We treat the inequality as an equation with the sign -=,

And we only refer to it if we need to multiply or divide by 0.

 $10x-4 ≤ -3x-8$

We start by organizing the sections:

$10x+3x-4 ≤ -8$

$13x-4 ≤ -8$

$13x ≤ -4$

Divide by 13 to isolate the X

$x≤-\frac{4}{13}$

Let's look again at the options we were asked about:

Answer A is with different data and therefore was rejected.

Answer C shows a case where X is greater than$-\frac{4}{13}$, although we know it is small, so it is rejected.

Answer D shows a case (according to the white circle) where X is not equal to$-\frac{4}{13}$, and only smaller than it. We know it must be large and equal, so this answer is rejected.

Therefore, answer B is the correct one!

Given the function of the graph.

What are the areas of positivity and negativity of the function?

When we are asked what the domains of positivity of the function are, we are actually being asked at what values of X the function is positive: it is above the X-axis.

At what values of X does the function obtain positive Y values?

In the given graph, we observe that the function is above the X-axis before the point X=7, and below the line after this point. That is, the function is positive when X>7 and negative when X<7,

And this is the solution!

^{Positive 7 > x}

^{Negative 7 < x}

Solve the inequality:

8x+a < 3x-4

Solving an inequality equation is just like a normal equation. We start by trying to isolate the variable (X).
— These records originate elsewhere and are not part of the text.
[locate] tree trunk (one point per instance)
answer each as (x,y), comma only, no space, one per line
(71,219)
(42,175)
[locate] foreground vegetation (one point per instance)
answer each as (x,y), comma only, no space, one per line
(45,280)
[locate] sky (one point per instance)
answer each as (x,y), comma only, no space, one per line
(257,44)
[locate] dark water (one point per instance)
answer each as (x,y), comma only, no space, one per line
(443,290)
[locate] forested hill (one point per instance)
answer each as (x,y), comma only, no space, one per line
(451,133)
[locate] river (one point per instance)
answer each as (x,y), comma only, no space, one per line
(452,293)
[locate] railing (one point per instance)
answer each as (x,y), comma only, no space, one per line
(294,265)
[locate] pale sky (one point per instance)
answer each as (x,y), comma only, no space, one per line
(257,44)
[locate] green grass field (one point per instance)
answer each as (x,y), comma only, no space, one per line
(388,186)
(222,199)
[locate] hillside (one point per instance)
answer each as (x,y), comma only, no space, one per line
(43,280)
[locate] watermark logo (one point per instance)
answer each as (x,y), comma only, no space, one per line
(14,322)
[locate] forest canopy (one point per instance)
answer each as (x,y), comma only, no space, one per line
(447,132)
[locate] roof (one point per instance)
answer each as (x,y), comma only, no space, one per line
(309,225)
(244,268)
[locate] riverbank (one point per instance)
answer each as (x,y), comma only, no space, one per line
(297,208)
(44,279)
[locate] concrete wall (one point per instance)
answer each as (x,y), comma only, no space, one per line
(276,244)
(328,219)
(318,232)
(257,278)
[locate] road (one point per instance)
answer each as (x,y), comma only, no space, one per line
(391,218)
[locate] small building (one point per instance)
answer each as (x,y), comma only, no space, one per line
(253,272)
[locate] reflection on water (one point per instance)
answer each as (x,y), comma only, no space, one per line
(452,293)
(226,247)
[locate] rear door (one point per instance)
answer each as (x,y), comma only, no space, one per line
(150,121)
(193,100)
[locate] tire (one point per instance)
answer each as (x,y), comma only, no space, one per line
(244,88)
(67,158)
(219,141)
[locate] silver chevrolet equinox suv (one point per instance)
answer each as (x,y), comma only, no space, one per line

It is important to note that in this equation there are two variables (X and a), so we may not reach a final result.

 8x+a<3x-4

We move the sections

8x-3x<-4-a

We reduce the terms

5x<-4-a

We divide by 5

x< -a/5 -4/5

And this is the solution!

x < -\frac{1}{5}a-\frac{4}{5}

Which best describes the function below?

$y=2-3x$

Remember that the rate of change equals the slope.

In this function:

$m=-3$

Therefore, the function is decreasing.

The function is decreasing.

Given the linear function:

$y=x-4$

What is the rate of change of the function?

Let's remember that the rate of change equals the slope.

In this case, the slope is:

$m=1$

$m=1$

Calculate the positive domain of the function shown in the figure:

The domains of positivity and negativity are determined by the point of intersection of the function with the X-axis, so the Y values are greater or less than 0.

We are given the information of the intersection with the Y-axis, but not of the point of intersection with the X-axis,

Furthermore, there is no data about the function itself or the slope, so we do not have the ability to determine the point of intersection with the X-axis,

And so in the domains of positivity and negativity.

Not enough data

Look at the function in the figure.

What is the positive domain of the function?

Positive domain is another name for the point from which the x values are positive and not negative.

From the figure, it can be seen that the function ascends and passes through the intersection point with the X-axis (where X is equal to 0) at point 2a.

Therefore, it is possible to understand that from the moment X is greater than 2a, the function is in the domains of positivity.

Therefore, the function is positive when:

2a < x

2a < x

The slope of the function on the graph is 1.

What is the negative domain of the function?

To answer the question, let's first remember what the "domain of negativity" is,

The domain of negativity: when the values of Y are less than 0.

Note that the point given to us is not the intersection point with the X-axis but with the Y-axis,

That is, at this point the function is already positive.

The point we are looking for is the second one, where the intersection with the X-axis occurs.

The function we are looking at is an increasing function, as can be seen in the diagram and the slope (a positive slope means that the function is increasing),

This means that if we want to find the point, we have to find an X that is less than 0

Now let's look at the solutions:

Option B and Option D are immediately ruled out, since in them X is greater than 0.

We are left with option A and C.

Option C describes a situation in which, as X is less than 0, the function is negative,

Remember that we know the slope is 1,

Which means that for every increase in X, Y also increases in the same proportion.

That is, if we know that when (0,1) the function is already positive, and we want to lower Y to 0,

X also decreased in the same value. If both decrease by 1, the resulting point is (0,-1)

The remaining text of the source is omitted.